But where conservation has been enacted, there is hope.
Where partners have made a strong conservation investment, bird populations are recovering. For example, Henslow’s Sparrow (which benefits the Conservation Reserve Program) has responded positively to the many millions of grassland acres restored since 1985.

Henslow’s Sparrow/Photo by Kenneth Cole Schneider via Flickr Creative Commons
The Natural Resources Conservation Service Sage Grouse Initiative is working with more than 1,000 ranchers on privately owned lands within the range of the Greater Sage-Grouse.
Programs like the Migratory Bird Joint Ventures have conserved more than 20 million acres of habitat for migratory birds and other wildlife. The North American Wetlands Conservation Act has led to conservation projects covering an area larger than Tennessee.

Green-winged Teal/Photo by Chuck Von Rospach via Flickr Creative Commons
Thanks to a cooperative effort resulting in the Atlantic Shorebird Business Strategy, American Oystercatcher populations are growing for the first time in ten years.

American Oystercatcher and chick/Photo by Gregory Gard via Flickr Creative Commons
The message of this report is clear: the threats to bird populations in the United States are very real, but conservation works.

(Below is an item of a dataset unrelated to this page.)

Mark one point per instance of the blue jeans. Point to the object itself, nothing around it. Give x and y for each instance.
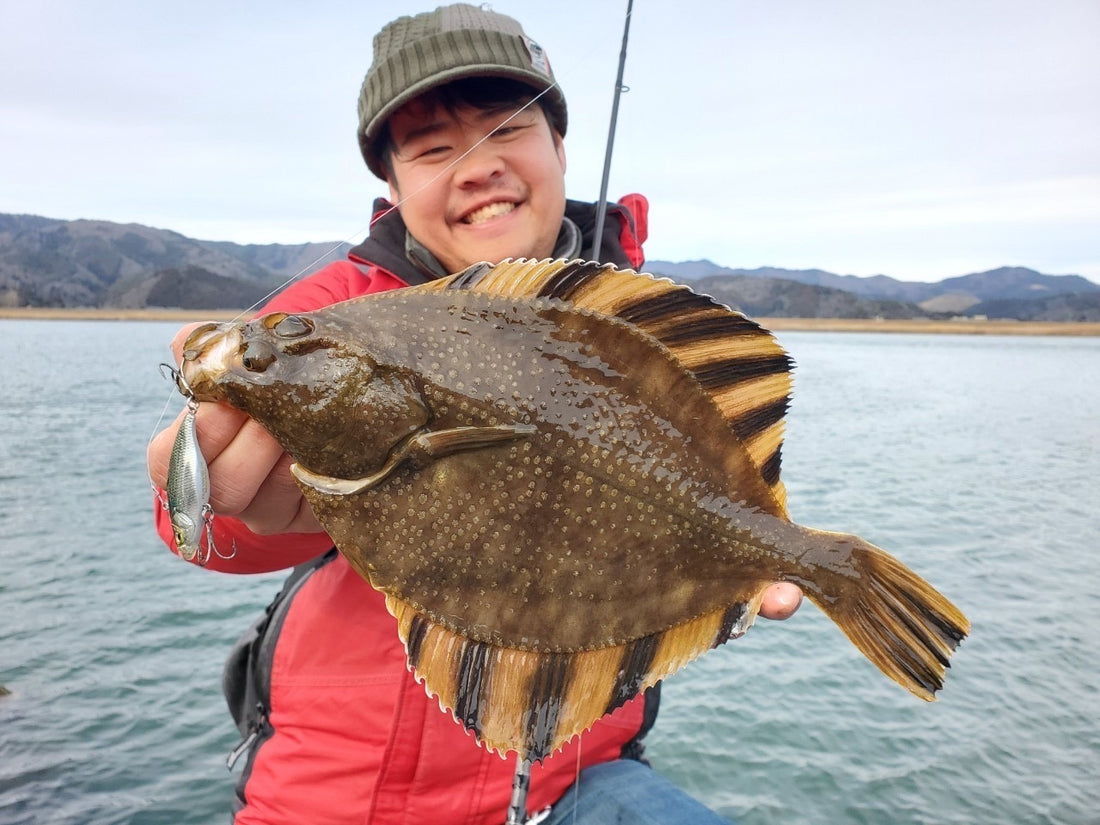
(627, 792)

We need to not only protect those birds that are the most threatened, but strive to keep common birds common. We need strong, reliable knowledge, consistent and quality habitat, and good management to do this.
At this morning’s press conference U.S. Fish & Wildlife Service Director Dan Ashe quoted a partner from a recent Urban Wildlife Refuge Partnership meeting: “Where birds thrive, people prosper.”
The 2014 State of the Birds Report helps show us how to make this happen.